Acne Myth #4: Sun exposure helps clear up acne
Truth: While “drying out acne” in the sun may seem like a good idea, it’s not. The sun not only causes premature aging, but it does nothing to help clear up or heal acne. A suntan may help mask the redness of zits, but it’s only temporary. Once the tan fades, the pimples can come back in full force thanks to ultraviolet light exposure. Additionally, some acne prescription medications have negative reactions with sunlight, so it’s important to wear SPF and avoid the sun as much as possible if you want to clear your skin. There are other light treatments, such as blue light and red light therapy that do actually help with acne.
Acne Myth #5: Shaving causes or worsens acne
Truth: Shaving itself will not cause acne. But if you suffer from acne, you need to be careful while you shave. It’s important to use the proper shaving technique as well as the right tools. Make sure to use a protective shaving cream on the face before hand as well as a sharp blade.
Acne Myth #6: Wearing makeup will make you breakout
Truth: Makeup itself should not cause acne breakouts. However, it’s extremely important to use the correct makeup for your skin and to wash it off thoroughly every evening. If your skin is acne-prone, look for makeup that is noncomedogenic, which simply means it will not block pores. Read more on how to smartly apply makeup if you have acne.
Acne Myth #7: Applying toothpaste to a zit will clear it up
Truth: Coping with breakouts is not easy. Some of us will try anything to clear our skin, including spot-treating pimples with toothpaste. This is not a good idea for many reasons. First of all, toothpaste is not an effective acne treatment, not to mention it contains ingredients that can irritate the skin. The thinking behind the toothpaste-as-acne-treatment myth is that toothpaste dries out the zit and therefore gets rid of it. Legitimate acne medications, such as salicylic acid and benzoyl peroxide, treat zits with the side effect of dry skin, leading people to believe that toothpaste works just the same. Not so. Leave the toothpaste for your teeth and use products meant for skin only on the face.
Acne Myth #8: Stress can cause acne
Truth: Yes, stress can cause acne breakouts. In fact, a recent study found that teenagers who were under stress were 23% more likely to suffer from acne. The likely culprits? Hormones and inflammation. Hormones play a major role in acne breakouts. When someone is under stress, the adrenal gland has an increased production of the male hormone androgen. Elevated levels of androgen can cause acne. Another way stress can cause acne is with inflammation. Research has shown that acne is an inflammatory condition and stress can cause inflammation.

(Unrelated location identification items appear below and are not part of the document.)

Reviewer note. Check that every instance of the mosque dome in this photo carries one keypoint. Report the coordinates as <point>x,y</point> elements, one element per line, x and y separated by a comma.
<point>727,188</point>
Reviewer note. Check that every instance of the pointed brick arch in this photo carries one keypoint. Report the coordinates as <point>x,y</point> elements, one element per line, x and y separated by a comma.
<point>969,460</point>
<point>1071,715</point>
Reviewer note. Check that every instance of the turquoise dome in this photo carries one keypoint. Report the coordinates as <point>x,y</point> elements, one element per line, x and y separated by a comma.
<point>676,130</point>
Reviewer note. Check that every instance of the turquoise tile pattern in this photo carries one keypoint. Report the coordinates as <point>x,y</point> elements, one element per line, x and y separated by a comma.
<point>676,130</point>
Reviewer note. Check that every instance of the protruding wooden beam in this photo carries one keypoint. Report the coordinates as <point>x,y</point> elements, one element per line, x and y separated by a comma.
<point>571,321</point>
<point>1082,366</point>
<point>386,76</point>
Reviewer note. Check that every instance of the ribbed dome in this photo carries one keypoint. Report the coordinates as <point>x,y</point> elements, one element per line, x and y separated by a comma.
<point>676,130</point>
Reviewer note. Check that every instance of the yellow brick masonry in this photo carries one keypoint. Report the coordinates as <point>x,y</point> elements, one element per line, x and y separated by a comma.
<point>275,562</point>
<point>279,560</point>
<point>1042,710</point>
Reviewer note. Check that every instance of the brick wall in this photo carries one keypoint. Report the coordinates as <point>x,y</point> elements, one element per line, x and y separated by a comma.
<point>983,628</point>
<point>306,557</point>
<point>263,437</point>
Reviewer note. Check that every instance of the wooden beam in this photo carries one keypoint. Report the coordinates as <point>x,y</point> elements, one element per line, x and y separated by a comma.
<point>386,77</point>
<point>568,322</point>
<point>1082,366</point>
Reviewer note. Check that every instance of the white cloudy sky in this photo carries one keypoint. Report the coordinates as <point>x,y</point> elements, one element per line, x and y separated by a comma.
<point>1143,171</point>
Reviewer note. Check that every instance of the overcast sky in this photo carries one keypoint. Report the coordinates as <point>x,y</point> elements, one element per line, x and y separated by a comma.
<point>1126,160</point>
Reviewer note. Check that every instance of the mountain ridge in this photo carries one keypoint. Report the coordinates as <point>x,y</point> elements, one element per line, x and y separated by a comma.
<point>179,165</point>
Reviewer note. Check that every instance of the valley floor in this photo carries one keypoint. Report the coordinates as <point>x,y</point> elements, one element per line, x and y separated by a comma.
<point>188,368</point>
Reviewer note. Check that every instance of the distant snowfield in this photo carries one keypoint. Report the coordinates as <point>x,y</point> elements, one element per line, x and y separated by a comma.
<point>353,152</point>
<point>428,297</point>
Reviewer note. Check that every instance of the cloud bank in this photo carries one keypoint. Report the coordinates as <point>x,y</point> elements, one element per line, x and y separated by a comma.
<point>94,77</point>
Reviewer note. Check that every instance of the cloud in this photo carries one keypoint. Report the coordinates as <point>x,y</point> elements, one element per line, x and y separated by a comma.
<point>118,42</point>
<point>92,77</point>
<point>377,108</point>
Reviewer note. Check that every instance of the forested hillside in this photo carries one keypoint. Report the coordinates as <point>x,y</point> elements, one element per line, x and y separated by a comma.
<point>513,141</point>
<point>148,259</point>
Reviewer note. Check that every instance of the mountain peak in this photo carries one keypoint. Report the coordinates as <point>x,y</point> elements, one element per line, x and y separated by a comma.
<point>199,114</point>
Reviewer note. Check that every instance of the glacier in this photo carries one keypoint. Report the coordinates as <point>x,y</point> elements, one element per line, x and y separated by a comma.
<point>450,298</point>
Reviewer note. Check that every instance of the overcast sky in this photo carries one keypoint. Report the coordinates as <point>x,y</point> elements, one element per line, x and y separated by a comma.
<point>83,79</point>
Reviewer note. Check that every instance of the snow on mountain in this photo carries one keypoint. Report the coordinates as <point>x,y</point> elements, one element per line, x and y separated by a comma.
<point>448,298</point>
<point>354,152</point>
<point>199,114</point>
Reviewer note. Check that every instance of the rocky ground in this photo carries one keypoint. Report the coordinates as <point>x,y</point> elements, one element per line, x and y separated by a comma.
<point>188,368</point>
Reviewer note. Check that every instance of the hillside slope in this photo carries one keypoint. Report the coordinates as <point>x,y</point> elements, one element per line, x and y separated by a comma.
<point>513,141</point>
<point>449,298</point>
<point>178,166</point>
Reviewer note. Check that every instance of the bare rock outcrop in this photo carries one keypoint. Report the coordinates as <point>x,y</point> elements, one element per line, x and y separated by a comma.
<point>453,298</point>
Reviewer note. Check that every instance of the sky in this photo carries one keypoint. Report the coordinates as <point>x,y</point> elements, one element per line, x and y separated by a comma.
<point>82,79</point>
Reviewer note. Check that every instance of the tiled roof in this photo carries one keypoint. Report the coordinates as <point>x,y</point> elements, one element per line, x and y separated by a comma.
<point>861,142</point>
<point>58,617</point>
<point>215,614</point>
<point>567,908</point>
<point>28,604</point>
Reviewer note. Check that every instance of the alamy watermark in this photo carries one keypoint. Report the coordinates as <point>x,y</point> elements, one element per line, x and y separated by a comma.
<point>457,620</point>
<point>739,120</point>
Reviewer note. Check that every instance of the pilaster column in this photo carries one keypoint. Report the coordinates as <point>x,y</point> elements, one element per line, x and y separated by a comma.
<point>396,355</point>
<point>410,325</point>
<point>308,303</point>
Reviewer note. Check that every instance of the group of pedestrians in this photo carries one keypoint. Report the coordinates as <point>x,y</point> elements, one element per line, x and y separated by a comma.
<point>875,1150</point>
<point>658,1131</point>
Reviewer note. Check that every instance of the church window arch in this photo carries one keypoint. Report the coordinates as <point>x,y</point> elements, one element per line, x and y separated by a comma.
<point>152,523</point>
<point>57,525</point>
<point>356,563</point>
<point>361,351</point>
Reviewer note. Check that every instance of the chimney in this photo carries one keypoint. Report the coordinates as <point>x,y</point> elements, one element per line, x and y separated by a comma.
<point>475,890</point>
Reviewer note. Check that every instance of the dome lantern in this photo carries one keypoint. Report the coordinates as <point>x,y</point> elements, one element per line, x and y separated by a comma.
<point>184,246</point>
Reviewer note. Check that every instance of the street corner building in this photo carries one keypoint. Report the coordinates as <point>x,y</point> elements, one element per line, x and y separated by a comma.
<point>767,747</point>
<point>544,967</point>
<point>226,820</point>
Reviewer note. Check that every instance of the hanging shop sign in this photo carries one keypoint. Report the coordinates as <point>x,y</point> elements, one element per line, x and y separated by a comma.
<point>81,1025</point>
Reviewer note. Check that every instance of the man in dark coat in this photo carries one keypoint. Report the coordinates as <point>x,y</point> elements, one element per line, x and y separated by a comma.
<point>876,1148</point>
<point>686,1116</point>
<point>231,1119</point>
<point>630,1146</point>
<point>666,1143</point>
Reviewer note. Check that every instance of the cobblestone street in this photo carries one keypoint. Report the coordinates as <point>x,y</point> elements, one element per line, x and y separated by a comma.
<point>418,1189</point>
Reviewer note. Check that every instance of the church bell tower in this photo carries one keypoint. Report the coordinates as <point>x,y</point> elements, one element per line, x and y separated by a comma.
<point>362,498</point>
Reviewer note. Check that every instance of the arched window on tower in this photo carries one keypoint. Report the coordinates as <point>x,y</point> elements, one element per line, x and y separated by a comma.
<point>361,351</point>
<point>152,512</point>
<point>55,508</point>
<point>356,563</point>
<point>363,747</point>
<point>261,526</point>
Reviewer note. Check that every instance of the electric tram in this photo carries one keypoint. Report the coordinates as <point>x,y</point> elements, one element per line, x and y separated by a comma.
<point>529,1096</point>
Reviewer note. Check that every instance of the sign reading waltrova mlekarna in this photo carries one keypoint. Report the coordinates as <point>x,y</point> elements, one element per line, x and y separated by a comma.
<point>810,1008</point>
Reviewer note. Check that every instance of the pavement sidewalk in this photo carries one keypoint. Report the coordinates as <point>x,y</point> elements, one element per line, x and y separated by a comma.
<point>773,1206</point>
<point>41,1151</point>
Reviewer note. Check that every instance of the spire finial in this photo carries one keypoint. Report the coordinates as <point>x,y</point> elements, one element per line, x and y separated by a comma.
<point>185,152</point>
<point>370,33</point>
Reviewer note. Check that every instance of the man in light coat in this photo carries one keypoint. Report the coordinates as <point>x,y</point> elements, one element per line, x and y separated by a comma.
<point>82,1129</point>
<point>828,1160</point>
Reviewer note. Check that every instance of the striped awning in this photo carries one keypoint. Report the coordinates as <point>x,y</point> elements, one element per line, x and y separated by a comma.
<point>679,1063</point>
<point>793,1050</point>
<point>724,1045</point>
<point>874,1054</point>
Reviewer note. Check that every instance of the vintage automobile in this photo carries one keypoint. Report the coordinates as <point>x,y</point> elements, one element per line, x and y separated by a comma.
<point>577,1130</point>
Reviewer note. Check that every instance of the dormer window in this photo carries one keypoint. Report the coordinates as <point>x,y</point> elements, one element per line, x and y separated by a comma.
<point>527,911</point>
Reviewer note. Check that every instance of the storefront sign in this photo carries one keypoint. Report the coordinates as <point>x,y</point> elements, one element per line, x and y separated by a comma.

Acne Myth #9: Popping pimples at home helps clear acne
Truth: Popping your own pimples is one of the worst things you can do to your skin. Popping a zit may seem like a great solution to clearing it up, but it will only cause more redness, inflammation and even bleeding. Popping your own zits can introduce harmful bacteria as well as leave a scar. Resist temptation and call the dermatologist ASAP. Your skin will thank you for it!
Acne Myth #10: Acne always clears up on its own
Truth: Unfortunately, acne does not always disappear on its own. People of all ages suffer from acne breakouts. Sticking to an acne-fighting skincare regimen and following the guidance of a dermatologist are the best ways to clear up acne. For many people, acne is an on-going battle that is best fought with a combination of the right skincare (over-the-counter and prescription), laser therapies, reduced stress levels and a low-carbohydrate diet. To avoid permanent scars and to reduce the severity of acne, it’s important to talk to a dermatologist about which treatments are right for you.